ST. PETERSBURG - Sculptor Bradley Arthur always has had a lot to say.
Plenty, for example, when some Hillsborough County commissioners complained that a sculpture he created for the Sheriff's Department under a public arts program was rusting and he contended the rust was an integral part of the work.
Plenty more, in another example, when leaders at a St. Petersburg synagogue disposed of an outdoor sculpture they say was an abandoned eyesore and he says was on loan.
An exhibition of works at the Galleries at Salt Creek, about half of them new, makes clear he's still talking.
Arthur does not mince words: He slices and dices them, using them as vehicles for both form and content. There's nothing allusive or subtle in the barbed wire he has used for years to craft a word or phrase into a "barb." For a new series he calls "wordzworkx," he has switched mostly to steel forged with more complexity, sometimes painted or gold-leafed. A word or phrase is hung flush on the wall. Attached at a right angle, so it is not readable, is another word or phrase. But downlighting projects its shadow directly below. So we see "FREE" in metal juxtaposed with "DUMB" as the shadow message.

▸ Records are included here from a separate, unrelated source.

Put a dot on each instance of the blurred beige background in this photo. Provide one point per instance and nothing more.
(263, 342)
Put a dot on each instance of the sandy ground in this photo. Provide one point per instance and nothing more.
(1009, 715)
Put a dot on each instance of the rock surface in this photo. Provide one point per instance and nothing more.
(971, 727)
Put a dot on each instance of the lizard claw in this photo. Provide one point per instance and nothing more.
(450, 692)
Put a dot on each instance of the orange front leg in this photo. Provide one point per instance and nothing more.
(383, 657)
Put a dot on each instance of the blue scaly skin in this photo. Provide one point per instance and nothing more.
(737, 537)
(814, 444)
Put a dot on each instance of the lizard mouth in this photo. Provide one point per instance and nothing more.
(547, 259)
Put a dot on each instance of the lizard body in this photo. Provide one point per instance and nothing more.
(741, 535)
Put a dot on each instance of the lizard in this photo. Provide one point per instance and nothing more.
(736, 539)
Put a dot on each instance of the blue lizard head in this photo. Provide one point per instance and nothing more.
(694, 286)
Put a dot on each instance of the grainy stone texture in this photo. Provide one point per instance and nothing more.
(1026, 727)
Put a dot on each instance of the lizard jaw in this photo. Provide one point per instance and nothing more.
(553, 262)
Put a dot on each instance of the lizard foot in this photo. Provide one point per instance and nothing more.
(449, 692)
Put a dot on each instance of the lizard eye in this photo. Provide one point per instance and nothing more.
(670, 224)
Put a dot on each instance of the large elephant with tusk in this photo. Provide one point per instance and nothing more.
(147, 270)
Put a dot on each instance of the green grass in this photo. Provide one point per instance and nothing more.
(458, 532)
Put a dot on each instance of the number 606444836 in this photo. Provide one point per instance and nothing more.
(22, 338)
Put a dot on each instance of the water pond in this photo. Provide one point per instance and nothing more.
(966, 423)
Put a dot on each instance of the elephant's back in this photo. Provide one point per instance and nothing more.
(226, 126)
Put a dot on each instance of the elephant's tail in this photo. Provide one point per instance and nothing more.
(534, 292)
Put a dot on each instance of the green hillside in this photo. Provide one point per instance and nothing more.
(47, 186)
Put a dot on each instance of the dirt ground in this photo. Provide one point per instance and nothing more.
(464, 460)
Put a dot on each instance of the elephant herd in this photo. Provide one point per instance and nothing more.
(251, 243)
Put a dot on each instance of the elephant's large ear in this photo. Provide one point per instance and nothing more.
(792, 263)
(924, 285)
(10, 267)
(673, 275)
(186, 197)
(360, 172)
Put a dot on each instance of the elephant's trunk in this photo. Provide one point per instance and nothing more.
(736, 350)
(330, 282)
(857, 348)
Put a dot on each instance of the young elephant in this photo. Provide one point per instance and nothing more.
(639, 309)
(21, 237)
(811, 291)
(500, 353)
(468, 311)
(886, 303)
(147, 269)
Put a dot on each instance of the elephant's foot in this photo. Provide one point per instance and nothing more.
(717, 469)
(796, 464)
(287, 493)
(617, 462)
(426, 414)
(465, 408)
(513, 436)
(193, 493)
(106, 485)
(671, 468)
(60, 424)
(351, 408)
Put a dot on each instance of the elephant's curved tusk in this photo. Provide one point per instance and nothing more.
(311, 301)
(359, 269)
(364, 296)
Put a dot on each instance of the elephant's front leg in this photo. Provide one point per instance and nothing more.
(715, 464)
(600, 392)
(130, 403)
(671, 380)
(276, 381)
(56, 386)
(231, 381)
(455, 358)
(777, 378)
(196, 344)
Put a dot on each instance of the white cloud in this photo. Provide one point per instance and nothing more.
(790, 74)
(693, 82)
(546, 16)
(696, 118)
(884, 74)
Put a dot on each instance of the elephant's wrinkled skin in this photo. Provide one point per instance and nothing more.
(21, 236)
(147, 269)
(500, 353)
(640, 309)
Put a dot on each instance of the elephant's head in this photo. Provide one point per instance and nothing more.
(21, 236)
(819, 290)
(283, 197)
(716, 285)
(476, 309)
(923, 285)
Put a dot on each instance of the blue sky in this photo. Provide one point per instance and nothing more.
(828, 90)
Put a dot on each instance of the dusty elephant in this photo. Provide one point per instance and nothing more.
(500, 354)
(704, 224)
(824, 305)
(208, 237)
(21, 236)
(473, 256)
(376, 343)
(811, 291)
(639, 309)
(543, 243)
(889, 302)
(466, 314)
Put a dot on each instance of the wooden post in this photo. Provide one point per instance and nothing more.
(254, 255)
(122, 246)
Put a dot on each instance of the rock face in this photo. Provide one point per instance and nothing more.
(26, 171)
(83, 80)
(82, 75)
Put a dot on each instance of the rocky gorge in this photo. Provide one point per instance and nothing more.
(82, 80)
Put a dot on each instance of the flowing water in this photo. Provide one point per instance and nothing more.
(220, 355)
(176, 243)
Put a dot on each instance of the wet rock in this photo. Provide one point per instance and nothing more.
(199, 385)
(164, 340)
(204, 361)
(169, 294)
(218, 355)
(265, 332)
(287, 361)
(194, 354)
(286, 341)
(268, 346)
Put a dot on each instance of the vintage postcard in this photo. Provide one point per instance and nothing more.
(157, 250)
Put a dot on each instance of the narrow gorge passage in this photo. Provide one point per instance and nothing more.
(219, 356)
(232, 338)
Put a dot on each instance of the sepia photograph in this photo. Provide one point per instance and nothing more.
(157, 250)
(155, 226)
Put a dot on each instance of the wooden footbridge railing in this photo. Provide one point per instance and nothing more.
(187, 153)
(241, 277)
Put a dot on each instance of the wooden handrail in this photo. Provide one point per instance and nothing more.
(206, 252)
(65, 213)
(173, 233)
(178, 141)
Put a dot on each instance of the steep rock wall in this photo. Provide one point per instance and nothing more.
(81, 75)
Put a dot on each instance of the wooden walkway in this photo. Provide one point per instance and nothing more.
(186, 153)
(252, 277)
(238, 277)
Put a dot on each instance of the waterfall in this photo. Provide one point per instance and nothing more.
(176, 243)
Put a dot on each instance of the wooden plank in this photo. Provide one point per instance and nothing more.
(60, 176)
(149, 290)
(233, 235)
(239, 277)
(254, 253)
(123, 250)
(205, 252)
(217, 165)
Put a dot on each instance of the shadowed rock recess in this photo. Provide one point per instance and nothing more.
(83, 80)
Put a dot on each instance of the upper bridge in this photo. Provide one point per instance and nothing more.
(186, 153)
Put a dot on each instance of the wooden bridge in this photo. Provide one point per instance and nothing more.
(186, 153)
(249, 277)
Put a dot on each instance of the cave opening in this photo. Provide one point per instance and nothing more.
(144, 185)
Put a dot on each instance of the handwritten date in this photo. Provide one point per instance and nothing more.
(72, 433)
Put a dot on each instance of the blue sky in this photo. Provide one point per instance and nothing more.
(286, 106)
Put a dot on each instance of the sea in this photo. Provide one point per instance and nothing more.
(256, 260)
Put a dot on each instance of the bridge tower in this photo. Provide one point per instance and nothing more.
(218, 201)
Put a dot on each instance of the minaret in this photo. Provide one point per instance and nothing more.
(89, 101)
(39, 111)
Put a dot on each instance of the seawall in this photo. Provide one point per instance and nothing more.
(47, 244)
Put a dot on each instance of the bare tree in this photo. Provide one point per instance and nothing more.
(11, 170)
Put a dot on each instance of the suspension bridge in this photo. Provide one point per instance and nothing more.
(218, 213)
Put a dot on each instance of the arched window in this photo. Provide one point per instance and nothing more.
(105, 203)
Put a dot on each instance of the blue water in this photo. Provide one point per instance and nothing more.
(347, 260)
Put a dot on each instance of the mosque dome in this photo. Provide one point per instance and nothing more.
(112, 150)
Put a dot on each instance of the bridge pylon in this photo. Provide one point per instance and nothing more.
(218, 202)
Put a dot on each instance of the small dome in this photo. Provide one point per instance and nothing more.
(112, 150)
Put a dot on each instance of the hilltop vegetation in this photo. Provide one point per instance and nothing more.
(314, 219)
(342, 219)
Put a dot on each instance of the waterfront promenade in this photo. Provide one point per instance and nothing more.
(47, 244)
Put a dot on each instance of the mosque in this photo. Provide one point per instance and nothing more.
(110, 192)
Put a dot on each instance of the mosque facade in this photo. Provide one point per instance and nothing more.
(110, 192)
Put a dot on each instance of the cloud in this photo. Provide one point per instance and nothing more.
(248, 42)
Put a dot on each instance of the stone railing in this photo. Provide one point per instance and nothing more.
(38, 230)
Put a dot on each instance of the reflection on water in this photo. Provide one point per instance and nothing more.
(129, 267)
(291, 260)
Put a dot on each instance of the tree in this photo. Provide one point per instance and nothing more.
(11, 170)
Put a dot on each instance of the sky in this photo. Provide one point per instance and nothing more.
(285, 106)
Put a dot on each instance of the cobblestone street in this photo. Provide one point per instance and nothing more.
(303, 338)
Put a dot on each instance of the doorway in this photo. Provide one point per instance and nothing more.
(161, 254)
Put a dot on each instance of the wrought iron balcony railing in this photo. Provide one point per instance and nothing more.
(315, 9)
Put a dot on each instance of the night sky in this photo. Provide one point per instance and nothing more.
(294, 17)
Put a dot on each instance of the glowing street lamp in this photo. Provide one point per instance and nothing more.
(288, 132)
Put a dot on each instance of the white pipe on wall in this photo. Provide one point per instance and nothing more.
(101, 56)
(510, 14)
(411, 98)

Or a pairing: "IDOL" and "WORSHIP" with "IDLE" and "WARSHIP." Sometimes it's too clever, bludgeoning us with portent. But conceptually, the works have a lyricism and beauty that can't be dismissed as they combine the solid with the ephemeral. The point they make beyond their overt messages - and sometimes counterintuitive to those messages - is that the things of humans are only fleeting.
The exhibition includes sculptures, most from the 1980s, using found objects. The common denominator in most are metal measuring tapes that Arthur bends around objects like old tools and ratty pieces of wood. Some have a frenetic, unfocused look, but others are fine in their spareness. Premier, for example, from 1983, uses the bent head of a small red rake as a base for the metal tape sprouting from it in rigid loops that grow like wild grass.
Beep Beep from 1988 loops the tape measure more horizontally, almost like a large blossom. An unplanned component was the lizard that sneaked into the gallery and perched in its center, giving it a shot of verisimilitude as well as attitude.
Among those that don't work is Capitalist, a way-too-obvious, crudely wrought hash of objects that include a dollar bill stuck through a computer disk and a slab of rock that looks like a piece of cheese.
LunaSea (more ouchy wordplay), created in 1999, seems to indicate a move toward more cerebral crafting. An old gas meter (or some mechanism associated with gas according to what I could read upside down on its rusting metal surface) anchors it and, given the title, it's probably the political underpinning for the piece. But the sculpture's value comes more from its formal elements than its didacticism, which seems to stop with the meter. Arthur twists copper tubes, soldered with brass, that gleam and stretch upward beside rough corrugated pieces of metal painted an unexpected blue. It has harmony and cohesion. Those qualities say all they need to.
"Simma down now," I'm thinking (thank you, Cheri Oteri of Saturday Night Live for that immortal observation). Art speaks for itself.